Kupu-kupu

Abdul Aziz Rasjid
http://sastra-indonesia.com/

Tetanggaku yang cantik,
Dalam deras hujan begini tak mungkin aku dapat menangkap kupu-kupu untukmu (yang pernah kau ceritakan padaku, hinggap sebentar dalam kamarmu). Karena itulah, dengan keinginan sama, yang bisa kulakukan untukmu adalah menangkap kupu-kupu lewat sebuah sajak. Tapi sebelum kulakukan itu, ijinkan aku mengurai secara ringkas tentang kehidupan kupu-kupu.

Menjadi Kupu-kupu bukan sekedar impian dan harapan seekor ulat. Menjadi kupu-kupu adalah sebuah tindakan atau laku. Kupu-kupu sebelum ia bernama kupu-kupu menetas dari lonjongnya kepompong. Sebelumnya, ia ulat. Sebelumnya lagi, ia telur. Ulat itu lantas berpuasa dan bertapa. Dan akhirnya, tubuh ulat yang aku kira kau pun enggan untuk memegangnya, menjelma menjadi indah, bersayap warna-warni dan tentu ia lalu terbang, dan kau terkesima.

Sebab itulah mungkin, kupu-kupu menjadi simbol keindahan, juga sebentuk pesan: Bahwa keindahan membutuhkan perjuangan, kesabaran dan pengorbanan. Tidak mengherankan memang, bila kemudian kupu-kupu dalam sajak yang akan kukutip untukmu, juga menyampaikan pesan serupa.

Sekarang, kupersembahkan padamu tangkapan kupu-kupu lewat sajak yang berjudul “Pertemuan” ini.

Bila sepasang kupu-kupu saling
berkejaran di antara bunga-bunga
bertanya lagikah kita
apa itu cinta

Pada mulanya adalah pertemuan. Itu juga yang terjadi pada kita bukan?
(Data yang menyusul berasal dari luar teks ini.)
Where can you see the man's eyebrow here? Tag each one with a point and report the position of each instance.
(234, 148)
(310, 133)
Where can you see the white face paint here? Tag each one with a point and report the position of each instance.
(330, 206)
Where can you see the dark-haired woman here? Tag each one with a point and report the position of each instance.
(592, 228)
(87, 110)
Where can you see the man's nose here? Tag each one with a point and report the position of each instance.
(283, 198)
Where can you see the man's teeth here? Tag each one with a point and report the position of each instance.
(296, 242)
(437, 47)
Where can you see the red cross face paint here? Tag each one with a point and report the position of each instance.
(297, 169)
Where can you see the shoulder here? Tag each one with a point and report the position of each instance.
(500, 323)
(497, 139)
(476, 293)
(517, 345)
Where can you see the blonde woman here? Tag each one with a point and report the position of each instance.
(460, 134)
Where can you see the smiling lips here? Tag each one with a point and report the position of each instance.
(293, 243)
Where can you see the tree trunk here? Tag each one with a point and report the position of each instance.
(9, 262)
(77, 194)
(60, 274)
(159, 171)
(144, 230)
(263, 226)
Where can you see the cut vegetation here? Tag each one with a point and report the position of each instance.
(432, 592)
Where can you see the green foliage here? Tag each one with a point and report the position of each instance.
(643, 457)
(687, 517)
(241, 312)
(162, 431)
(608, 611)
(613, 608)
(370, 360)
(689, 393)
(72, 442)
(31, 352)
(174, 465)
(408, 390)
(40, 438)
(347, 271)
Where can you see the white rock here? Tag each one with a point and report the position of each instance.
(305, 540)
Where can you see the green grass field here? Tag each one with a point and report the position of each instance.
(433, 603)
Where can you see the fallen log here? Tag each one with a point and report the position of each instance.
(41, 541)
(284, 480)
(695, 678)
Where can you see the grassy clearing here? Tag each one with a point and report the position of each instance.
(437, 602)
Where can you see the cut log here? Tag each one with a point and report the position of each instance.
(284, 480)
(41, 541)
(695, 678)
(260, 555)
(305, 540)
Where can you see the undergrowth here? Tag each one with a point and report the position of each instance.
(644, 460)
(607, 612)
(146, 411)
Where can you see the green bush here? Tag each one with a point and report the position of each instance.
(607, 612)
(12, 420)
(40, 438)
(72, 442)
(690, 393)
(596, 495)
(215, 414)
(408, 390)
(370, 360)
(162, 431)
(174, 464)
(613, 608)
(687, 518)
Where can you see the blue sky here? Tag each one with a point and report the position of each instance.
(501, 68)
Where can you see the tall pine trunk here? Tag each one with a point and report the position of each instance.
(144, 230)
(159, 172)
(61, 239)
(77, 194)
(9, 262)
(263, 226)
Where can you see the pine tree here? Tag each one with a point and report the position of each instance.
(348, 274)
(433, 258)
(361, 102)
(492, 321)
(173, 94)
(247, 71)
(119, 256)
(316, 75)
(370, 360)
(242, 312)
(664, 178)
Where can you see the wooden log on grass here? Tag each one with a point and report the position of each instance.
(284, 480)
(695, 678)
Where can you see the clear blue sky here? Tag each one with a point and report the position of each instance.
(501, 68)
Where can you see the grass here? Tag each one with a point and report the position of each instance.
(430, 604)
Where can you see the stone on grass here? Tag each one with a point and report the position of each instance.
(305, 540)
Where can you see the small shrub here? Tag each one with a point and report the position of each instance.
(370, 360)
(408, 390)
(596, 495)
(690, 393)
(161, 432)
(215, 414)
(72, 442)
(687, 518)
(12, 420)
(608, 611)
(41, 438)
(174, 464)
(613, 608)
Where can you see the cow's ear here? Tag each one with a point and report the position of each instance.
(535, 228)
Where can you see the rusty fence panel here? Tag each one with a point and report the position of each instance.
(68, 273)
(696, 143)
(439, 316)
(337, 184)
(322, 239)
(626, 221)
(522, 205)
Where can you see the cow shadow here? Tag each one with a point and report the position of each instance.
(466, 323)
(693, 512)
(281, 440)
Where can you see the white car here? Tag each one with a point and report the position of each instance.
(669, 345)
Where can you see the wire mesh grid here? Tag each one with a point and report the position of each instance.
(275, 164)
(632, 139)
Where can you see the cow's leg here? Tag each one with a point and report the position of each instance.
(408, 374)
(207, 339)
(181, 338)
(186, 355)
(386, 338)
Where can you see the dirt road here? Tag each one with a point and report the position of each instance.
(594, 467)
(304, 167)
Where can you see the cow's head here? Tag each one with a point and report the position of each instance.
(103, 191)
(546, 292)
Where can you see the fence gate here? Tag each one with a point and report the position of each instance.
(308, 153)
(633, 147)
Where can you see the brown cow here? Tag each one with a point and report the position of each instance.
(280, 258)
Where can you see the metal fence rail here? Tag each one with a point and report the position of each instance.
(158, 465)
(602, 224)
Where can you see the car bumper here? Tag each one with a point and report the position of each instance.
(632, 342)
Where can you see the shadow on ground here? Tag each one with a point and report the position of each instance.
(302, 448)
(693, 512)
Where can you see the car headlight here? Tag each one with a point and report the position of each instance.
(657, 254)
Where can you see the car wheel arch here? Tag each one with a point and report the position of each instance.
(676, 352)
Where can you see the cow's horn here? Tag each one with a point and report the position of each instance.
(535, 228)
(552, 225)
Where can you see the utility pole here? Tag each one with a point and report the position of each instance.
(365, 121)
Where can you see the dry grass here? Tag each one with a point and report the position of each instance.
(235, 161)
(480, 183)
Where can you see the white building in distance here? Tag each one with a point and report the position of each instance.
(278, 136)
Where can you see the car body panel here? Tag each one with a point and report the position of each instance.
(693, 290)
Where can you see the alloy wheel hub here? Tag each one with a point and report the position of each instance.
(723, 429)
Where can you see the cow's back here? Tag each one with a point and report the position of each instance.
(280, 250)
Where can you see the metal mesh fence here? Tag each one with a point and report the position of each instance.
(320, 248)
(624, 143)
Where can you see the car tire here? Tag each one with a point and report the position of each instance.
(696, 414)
Lewat pertemuan kita saling menyapa, berkenalan, lalu bercakap dan aku jatuh cinta. Mudahnya, bila sepasang kupu-kupu saling berkejaran di antara bunga-bunga. Dimana kupu-kupu adalah dua sosok yang indah, dan sepasang mewakili identitas lelaki dan perempuan, sedang bunga-bunga dalam sajak itu mewakili suasana yang ceria pula. Lantas perlukah kita bertanya lagi soal cinta? Ketika kebahagian telah nyata menjelma di antara semerbak senyuman dan degup jantung kita.

Tetanggaku yang cantik,
Bukankah dari sekian banyak percakapan: Kita telah menjelma sebagai kupu-kupu. Berkejaran di antara rimba kata, tertawa sendiri dalam sunyi kamar. Dan senyum adalah bunga-bunga yang semerbak di hati lalu mekar di bibir kita. Ini bukan kumaksudkan sebagai pembenaran dalam sebuah proses yang acapkali dikenal sebagai pendekatan.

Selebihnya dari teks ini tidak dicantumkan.